Cottage Grove to consider allowing chickens, ducks on urban, residential lots

After spending her formative years on a rural Minnesota farm, grocery store eggs just won’t cut it for Rykna Olson and her family. That, she said, is why they keep three chickens housed in a coop the size of a small garden shed tucked behind their Jeffery Avenue home in Cottage Grove. Earlier this year, the Olsons were warned by city code enforcers and then ordered to get rid of the fowl after neighbors complained to the city’s Community Development Department.

After spending her formative years on a rural Minnesota farm, grocery store eggs just won’t cut it for Rykna Olson and her family. That, she said, is why they keep three chickens housed in a coop the size of a small garden shed tucked behind their Jeffery Avenue home in Cottage Grove.

“We enjoy the farm eggs,” Olson said at a recent public hearing. “After growing up on a farm, they just don’t compare with grocery store eggs.”

There’s just one problem with that slice of farm life in the midst of suburbia: it’s a violation of city ordinances.

Earlier this year, the Olsons were warned by city code enforcers and then ordered to get rid of the fowl after neighbors complained to the city’s Community Development Department.

Now, though, enforcement of that order is on hold as the Cottage Grove Planning Commission considers whether to amend the city’s zoning ordinances to allow chickens and ducks in urban residential lots, a move other suburban cities have made in recent years.

The city’s current ordinance allows farm animals on any residential plot in the city that is larger than five acres, said John McCool, a senior city planner. The typical suburban residential lot is roughly a half-acre in size, he said.

The issue of chickens and waterfowl in urban neighborhoods came to the city’s attention in April, officials said, when neighbors filed complaints with the Community Development Department. Planner John Burbank said at a Planning Commission hearing last month the complaints concerned noise created by the birds.

Olson discounted that claim, saying her family’s hens are quiet and well-kept. Her husband, Brian Olson, told the commission “the dogs in my neighborhood are much more noisy.”

“Chickens can be a problem if you don’t take good care of them,” Rykna acknowledged to commissioners. But, she added: “We take good care of them”

Bob Burtman is also facing an enforcement action from the city if the zoning code isn’t updated for the pair of mallard ducks his family keeps as pets. The city has also received complaints regarding the ducks, officials said.

But, Burtman said, his pet ducks are little different than cats or dogs.

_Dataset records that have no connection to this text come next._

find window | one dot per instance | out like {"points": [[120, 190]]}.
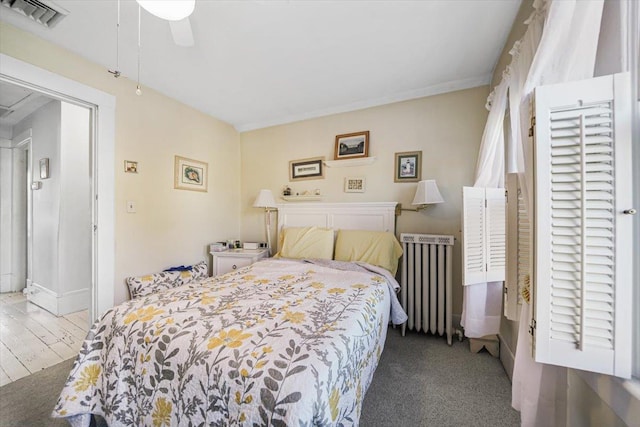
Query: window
{"points": [[583, 248], [484, 227], [518, 249]]}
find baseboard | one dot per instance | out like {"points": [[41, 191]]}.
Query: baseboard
{"points": [[58, 304], [455, 320], [506, 357]]}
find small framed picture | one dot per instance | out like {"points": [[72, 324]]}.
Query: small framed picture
{"points": [[44, 168], [352, 145], [190, 174], [354, 185], [408, 166], [130, 166], [306, 169]]}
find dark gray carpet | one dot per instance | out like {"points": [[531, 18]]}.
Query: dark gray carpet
{"points": [[30, 400], [420, 381]]}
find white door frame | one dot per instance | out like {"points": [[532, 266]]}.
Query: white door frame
{"points": [[102, 107], [25, 143]]}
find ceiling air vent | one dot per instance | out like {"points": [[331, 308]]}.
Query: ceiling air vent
{"points": [[4, 111], [43, 12]]}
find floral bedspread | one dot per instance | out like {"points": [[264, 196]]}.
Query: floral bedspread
{"points": [[276, 343]]}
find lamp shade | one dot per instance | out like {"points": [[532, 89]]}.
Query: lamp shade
{"points": [[265, 200], [427, 193], [171, 10]]}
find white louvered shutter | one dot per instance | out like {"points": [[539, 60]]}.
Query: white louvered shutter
{"points": [[583, 236], [496, 227], [483, 234], [518, 248], [473, 235]]}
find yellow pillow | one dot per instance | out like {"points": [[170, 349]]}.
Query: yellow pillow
{"points": [[306, 242], [379, 248]]}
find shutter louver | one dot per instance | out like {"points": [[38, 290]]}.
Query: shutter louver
{"points": [[518, 264], [524, 247], [473, 235], [483, 234], [496, 234], [579, 276]]}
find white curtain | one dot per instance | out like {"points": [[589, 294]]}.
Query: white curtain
{"points": [[566, 51], [559, 45], [482, 302]]}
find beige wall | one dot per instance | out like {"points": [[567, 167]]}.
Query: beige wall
{"points": [[446, 128], [171, 226]]}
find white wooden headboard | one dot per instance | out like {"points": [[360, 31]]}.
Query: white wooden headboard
{"points": [[375, 216]]}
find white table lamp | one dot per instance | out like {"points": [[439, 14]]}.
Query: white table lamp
{"points": [[265, 200]]}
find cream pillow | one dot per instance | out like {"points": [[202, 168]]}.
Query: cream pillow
{"points": [[306, 242], [379, 248]]}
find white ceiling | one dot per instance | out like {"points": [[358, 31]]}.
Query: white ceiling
{"points": [[262, 63]]}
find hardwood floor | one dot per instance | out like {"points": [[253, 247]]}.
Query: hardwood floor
{"points": [[32, 339]]}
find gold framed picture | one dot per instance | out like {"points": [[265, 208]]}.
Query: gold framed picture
{"points": [[408, 166], [354, 184], [130, 166], [352, 145], [190, 174], [306, 169]]}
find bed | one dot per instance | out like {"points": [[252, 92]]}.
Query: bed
{"points": [[285, 341]]}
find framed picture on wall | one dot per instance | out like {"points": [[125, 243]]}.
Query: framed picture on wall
{"points": [[190, 174], [352, 145], [130, 166], [306, 169], [354, 184], [408, 166]]}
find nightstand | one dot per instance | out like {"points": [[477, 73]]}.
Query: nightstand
{"points": [[230, 260]]}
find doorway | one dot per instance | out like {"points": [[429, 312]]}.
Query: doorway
{"points": [[45, 207], [101, 110]]}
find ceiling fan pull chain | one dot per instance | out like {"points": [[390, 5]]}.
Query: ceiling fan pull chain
{"points": [[116, 73], [138, 90]]}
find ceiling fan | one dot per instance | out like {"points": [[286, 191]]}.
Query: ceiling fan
{"points": [[177, 13]]}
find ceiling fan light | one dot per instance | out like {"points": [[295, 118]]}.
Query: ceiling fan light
{"points": [[171, 10]]}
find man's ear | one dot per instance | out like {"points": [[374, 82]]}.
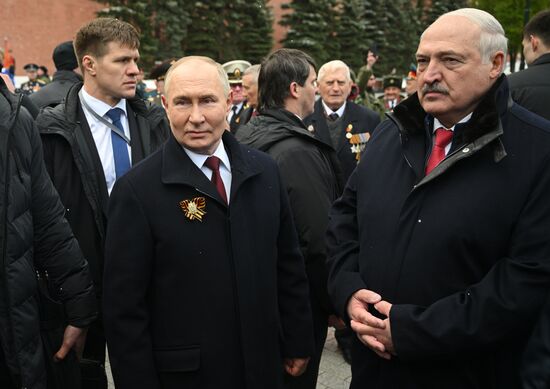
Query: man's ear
{"points": [[229, 101], [534, 42], [497, 65], [89, 65], [293, 89]]}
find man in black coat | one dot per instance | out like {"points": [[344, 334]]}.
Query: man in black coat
{"points": [[204, 285], [530, 88], [35, 235], [335, 120], [65, 62], [309, 170], [86, 150], [439, 247]]}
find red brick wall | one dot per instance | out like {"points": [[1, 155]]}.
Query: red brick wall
{"points": [[34, 28]]}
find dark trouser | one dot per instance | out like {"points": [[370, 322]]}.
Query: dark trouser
{"points": [[308, 380], [95, 340], [6, 381]]}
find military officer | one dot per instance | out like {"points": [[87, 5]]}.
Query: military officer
{"points": [[235, 70], [392, 92], [158, 73], [34, 83]]}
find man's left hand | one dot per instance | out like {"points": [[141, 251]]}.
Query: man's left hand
{"points": [[295, 366], [377, 339], [73, 338]]}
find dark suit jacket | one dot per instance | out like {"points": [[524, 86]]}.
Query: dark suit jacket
{"points": [[208, 304], [361, 118]]}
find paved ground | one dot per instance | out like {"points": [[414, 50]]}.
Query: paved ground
{"points": [[334, 372]]}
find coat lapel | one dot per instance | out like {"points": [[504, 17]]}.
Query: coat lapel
{"points": [[177, 168]]}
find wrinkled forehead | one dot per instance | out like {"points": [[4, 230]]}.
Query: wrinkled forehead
{"points": [[451, 31]]}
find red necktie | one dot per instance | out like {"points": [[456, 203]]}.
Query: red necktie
{"points": [[442, 138], [213, 163]]}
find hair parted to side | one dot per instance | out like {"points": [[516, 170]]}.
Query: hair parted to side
{"points": [[222, 76], [539, 26], [93, 37], [333, 65], [278, 70], [491, 39], [253, 70]]}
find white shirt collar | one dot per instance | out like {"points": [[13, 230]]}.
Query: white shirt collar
{"points": [[199, 159], [100, 107], [438, 124], [339, 111]]}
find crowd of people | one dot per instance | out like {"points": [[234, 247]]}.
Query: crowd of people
{"points": [[207, 232]]}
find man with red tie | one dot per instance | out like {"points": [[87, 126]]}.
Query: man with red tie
{"points": [[439, 249], [205, 286]]}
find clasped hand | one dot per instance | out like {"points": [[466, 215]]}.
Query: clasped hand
{"points": [[373, 332]]}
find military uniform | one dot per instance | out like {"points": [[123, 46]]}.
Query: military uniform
{"points": [[235, 70], [31, 86], [391, 81]]}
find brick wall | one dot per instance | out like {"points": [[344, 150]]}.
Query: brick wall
{"points": [[34, 28]]}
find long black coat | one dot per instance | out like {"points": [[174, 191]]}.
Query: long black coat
{"points": [[208, 304], [73, 163], [530, 88], [361, 118], [34, 234], [53, 93], [463, 253]]}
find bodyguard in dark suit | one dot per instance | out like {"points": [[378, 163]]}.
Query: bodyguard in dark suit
{"points": [[204, 283], [334, 119], [84, 155]]}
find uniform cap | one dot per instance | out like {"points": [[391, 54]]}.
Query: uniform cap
{"points": [[235, 70], [64, 56]]}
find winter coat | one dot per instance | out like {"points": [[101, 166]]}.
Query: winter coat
{"points": [[462, 253], [73, 163], [211, 300], [52, 94], [310, 172], [357, 118], [34, 235], [530, 88]]}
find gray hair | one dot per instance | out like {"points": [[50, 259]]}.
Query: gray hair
{"points": [[492, 38], [333, 65], [222, 76], [254, 71]]}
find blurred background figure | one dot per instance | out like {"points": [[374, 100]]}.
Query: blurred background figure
{"points": [[411, 87], [34, 84], [66, 76], [235, 70]]}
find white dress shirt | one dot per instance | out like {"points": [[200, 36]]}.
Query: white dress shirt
{"points": [[102, 134], [234, 111], [339, 111], [225, 166], [437, 124]]}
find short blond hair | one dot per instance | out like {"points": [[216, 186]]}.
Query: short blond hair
{"points": [[222, 76]]}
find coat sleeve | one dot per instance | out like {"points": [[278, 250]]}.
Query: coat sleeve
{"points": [[56, 249], [311, 188], [343, 248], [127, 278], [503, 305], [293, 295]]}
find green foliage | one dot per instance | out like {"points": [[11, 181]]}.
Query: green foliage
{"points": [[511, 14], [308, 27], [220, 29]]}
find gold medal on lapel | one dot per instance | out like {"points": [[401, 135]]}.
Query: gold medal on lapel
{"points": [[194, 208]]}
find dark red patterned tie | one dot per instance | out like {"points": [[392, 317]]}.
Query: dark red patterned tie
{"points": [[442, 138], [213, 163]]}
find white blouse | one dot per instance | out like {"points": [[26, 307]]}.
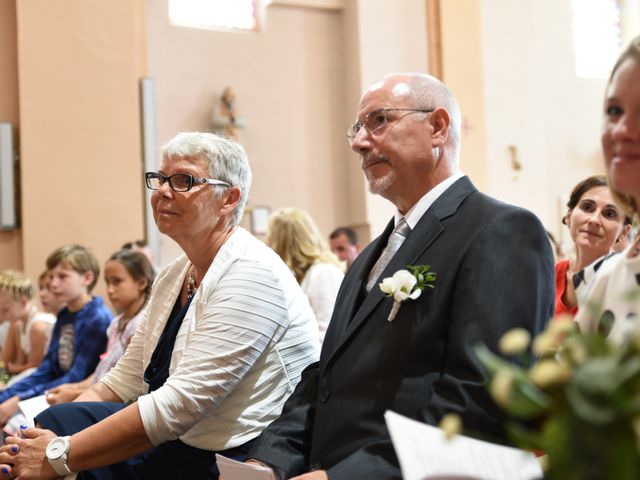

The ducks “sit on your lap,” he said. “You can hold them; they’ll sit on my shoulder like a parrot. They are, to us, like a cat or dog.”

And, he said, the ducks produce less waste than more common household pets.

“You can let a dog go to the bathroom all winter in the backyard” and still comply with city code, he said. “And, in the spring you get a lovely aroma.”

Planning Commissioner Brian Pearson, however, raised the concern that not all fowl owners would be as fair as the Olsons and Burtmans. That, he said, could create problems in more urban neighborhoods, where homes and yards are in far closer proximity than rural areas of the city.

“There’s going to be people who don’t take care of them,” he warned. “That would be an issue for me.”

City officials are expected to draw up language for an updated ordinance that would allow some types of fowl to be kept on urban lots for Planning Commission consideration late this year. A proposed update could then go to the City Council for approval.